Immunometabolism is a growing field and examines the effects cellular metabolism has on driving the immune response. T cell function is impacted by the changes in bioenergetics, as metabolism is intricately linked to activation signals intra- and extracellularly, nutrient acquisition, cell cycle progression and proliferation, and overall the induction of a productive effector response. This dissertation interrogates the role immunometabolism plays in CD4+ T cells from dairy cattle during the complete lactation cycle (early lactation to the dry period), as well as its role in the maturation of the CD4+ T cell response in the calf and how that compares to the adult animal.

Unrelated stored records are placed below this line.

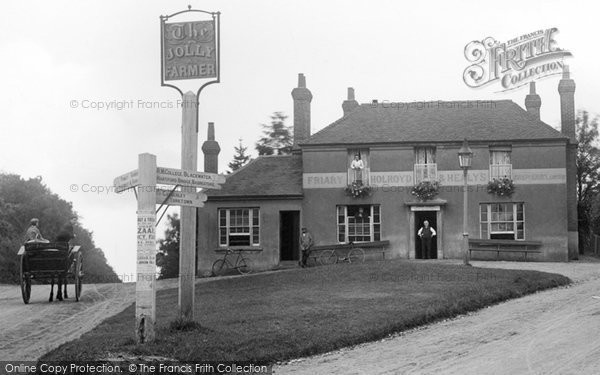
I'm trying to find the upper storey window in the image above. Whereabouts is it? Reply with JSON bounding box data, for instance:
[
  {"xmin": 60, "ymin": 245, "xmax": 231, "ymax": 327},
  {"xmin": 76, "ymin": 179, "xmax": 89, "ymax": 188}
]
[
  {"xmin": 414, "ymin": 147, "xmax": 437, "ymax": 184},
  {"xmin": 348, "ymin": 148, "xmax": 370, "ymax": 185}
]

During the dynamic process of lactation and pregnancy, dairy cattle exhibit various levels of disease susceptibility. Substantial literature indicates a reduced function of innate immunity in early lactating cows, a time when animals are most susceptible to infection. Data shown in Chapter 2 suggests that adaptive immune responses are also reduced during early lactation. CD4+ T cells, a critical cell type in the effector and memory immune response, were shown to have decreased cytokine production, as well as an altered metabolic phenotype in comparison to cells from dry cows and cows later in lactation.

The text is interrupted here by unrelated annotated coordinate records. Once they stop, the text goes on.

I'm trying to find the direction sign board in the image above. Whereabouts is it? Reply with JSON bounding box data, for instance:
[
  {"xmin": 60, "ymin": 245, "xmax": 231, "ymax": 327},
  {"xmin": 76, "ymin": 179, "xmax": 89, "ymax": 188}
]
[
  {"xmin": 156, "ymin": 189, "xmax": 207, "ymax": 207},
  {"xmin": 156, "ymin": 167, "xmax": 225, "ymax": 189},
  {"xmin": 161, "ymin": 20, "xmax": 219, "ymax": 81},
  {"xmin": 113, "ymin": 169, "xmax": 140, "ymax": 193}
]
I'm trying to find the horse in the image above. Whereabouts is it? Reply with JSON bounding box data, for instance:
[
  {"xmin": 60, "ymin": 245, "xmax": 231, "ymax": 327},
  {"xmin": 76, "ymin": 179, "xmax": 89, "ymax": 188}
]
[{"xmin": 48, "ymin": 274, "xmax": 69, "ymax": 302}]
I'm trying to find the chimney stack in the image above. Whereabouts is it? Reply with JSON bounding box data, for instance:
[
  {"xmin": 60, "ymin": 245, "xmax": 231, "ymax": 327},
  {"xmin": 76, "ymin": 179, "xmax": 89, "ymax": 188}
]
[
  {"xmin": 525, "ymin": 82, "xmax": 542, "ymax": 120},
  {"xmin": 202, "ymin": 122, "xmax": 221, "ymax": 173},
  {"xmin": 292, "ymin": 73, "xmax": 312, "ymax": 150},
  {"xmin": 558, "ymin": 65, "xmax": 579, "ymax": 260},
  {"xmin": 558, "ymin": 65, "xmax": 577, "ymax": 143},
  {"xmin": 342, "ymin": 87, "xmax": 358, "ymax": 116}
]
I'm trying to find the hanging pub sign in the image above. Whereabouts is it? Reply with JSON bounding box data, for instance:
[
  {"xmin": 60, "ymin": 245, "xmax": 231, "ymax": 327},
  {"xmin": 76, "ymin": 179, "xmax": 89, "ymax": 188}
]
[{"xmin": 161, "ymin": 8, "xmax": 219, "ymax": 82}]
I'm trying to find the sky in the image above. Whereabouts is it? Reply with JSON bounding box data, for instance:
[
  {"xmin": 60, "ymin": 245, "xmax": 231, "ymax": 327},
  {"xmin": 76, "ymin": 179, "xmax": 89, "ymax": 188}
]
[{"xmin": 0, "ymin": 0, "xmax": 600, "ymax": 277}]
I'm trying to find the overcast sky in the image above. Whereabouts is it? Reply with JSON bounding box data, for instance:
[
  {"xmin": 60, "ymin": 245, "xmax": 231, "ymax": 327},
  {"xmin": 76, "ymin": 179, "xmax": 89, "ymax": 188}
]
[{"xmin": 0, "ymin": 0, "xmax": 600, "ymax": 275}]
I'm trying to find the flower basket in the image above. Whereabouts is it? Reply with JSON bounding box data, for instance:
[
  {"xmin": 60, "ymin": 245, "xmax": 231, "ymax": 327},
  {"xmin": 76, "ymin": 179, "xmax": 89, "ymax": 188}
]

Additionally, an examination of the altered effector function exhibited by calf CD4+ T cells, as anticipated, produced less cytokines, but exhibited a propensity to produce Th2-driven cytokine IL-4 rather than Th1-driven cytokine IFN-γ. Polyclonal activation of CD4+ T cells from calves induced a unique metabolic phenotype with both mitochondrial respiration and aerobic glycolysis increasing, characteristic of the metabolic phenotype of Th2 cells. Upon activation, we also show an increase in glycolytic genes and aerobic glycolysis, greater than that from adult cows. Additionally, in comparison to adult cows, we show young calves have a greater proportion of recent thymic emigrants (RTEs), an immature t cell population shown to have dampened effector and metabolic functions. However, the complete contribution of RTEs to the altered metabolic reprogramming and dampened effector function of CD4+ T cells from young calves remains to be elucidated

In conclusion, CD4+ T cells from dairy cattle exhibit differential metabolic phenotypes during activation that can be attributed to physiological status, as well as development and the maturation of the immune system.